Она долго еще бушевала, а потом пошла на толчок, купила там на последние деньги водки, напилась и принялась долго и громко, во весь голос, плакать как по покойнику.
Мы с Валеркой развязали Шустрого. Такие типы, как он, опасны только в первую минуту, когда, искусственно возбудив себя, приходят в состояние близкое к невменяемости. Тогда они могут убить даже своего. Во все остальное время это жалкие трусы. Большинство их неврастеники, наркоманы и алкоголики, ни на что в жизни не способные, ничего не знающие и не желающие знать. Подонки, которых никто никогда не перевоспитает.

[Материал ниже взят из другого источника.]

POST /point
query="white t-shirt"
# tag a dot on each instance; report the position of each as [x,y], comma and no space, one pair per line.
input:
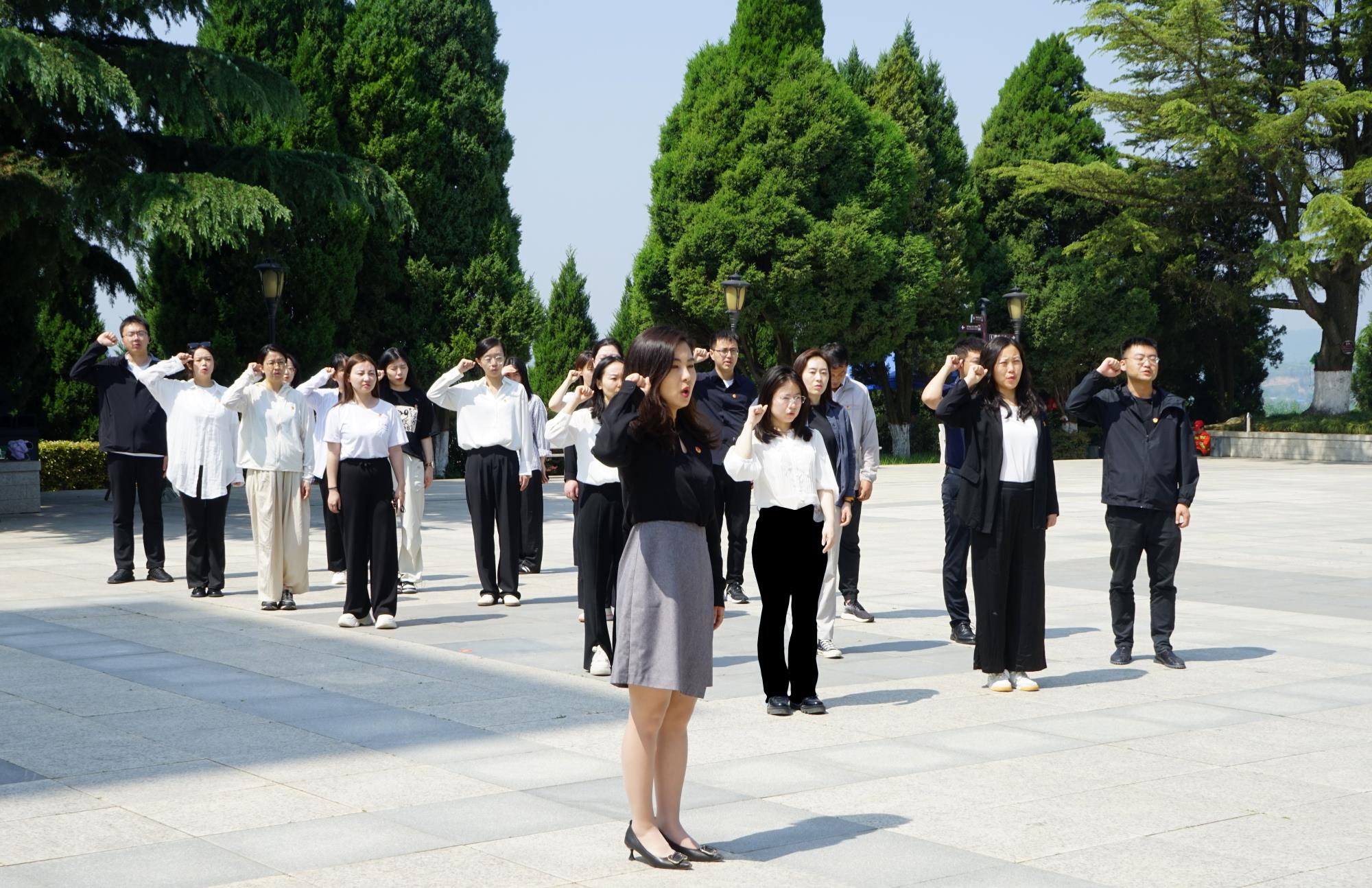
[364,434]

Как это ни странно, мы, подростки, став преступниками, с такими, как Шустрый, равнять себя не хотели. Нам все еще казалось, что мы лучше, чище, честнее… Как за соломинку хватались мы за малейшую возможность оправдать в глазах самих себя очередное преступление, хотя и не могли отказаться от него совсем.

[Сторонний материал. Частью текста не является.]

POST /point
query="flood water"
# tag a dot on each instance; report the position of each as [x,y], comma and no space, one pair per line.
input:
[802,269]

Из тех, кто жил в доме Голубки, мне больше всего пришелся по душе Вася Кривчик. Мальчик лет тринадцати, тощенький, бледный, вечно грязный и вечно голодный. Вася плохо видел. В колонии за какой-то проступок ему полагалось наказание — карцер. Избежать его можно было только с помощью больницы. Вася засыпал в оба глаза пудру от химического карандаша и действительно попал в больницу. Но с тех пор уже никто не смог вернуть ему зрение. Отец Васи, как и мой, сражался с фашистами где-то на фронте. Вася не бежал из колонии, а освободился, отбыв положенный срок. Но на его родине — в Белоруссии — хозяйничали фашисты. Родственников в России у него не было. На работу он пойти не мог, а скорей всего, и не хотел. Поэтому каким-то образом узнав о «приюте Голубки», явился сюда.
Иногда он отправлялся на толкучку и кое-что приносил, уверяя всех, что украл. Но над ним смеялись, заявляя, будто видели его, собирающего милостыню… Прокормить себя Вася не в силах. Если бы не доброе сердце Голубки, и не наши подачки, неизвестно, пережил бы Кривчик зиму сорок третьего года или нет? До сих пор не могу понять, почему он никак не хотел идти в детдом. Ему бы там, конечно, было лучше.
К весне сорок третьего года от моих прежних моральных переживаний, как и от моих сомнений, остался едва заметный след. Мои товарищи освободились полностью от этого груза гораздо раньше. Такие слова, как совесть, стыд, честный труд, оставались далеко за пределами понимания. Если эти понятия не вошли в плоть и кровь в раннем детстве, в юношеском возрасте их привить неимоверно трудно.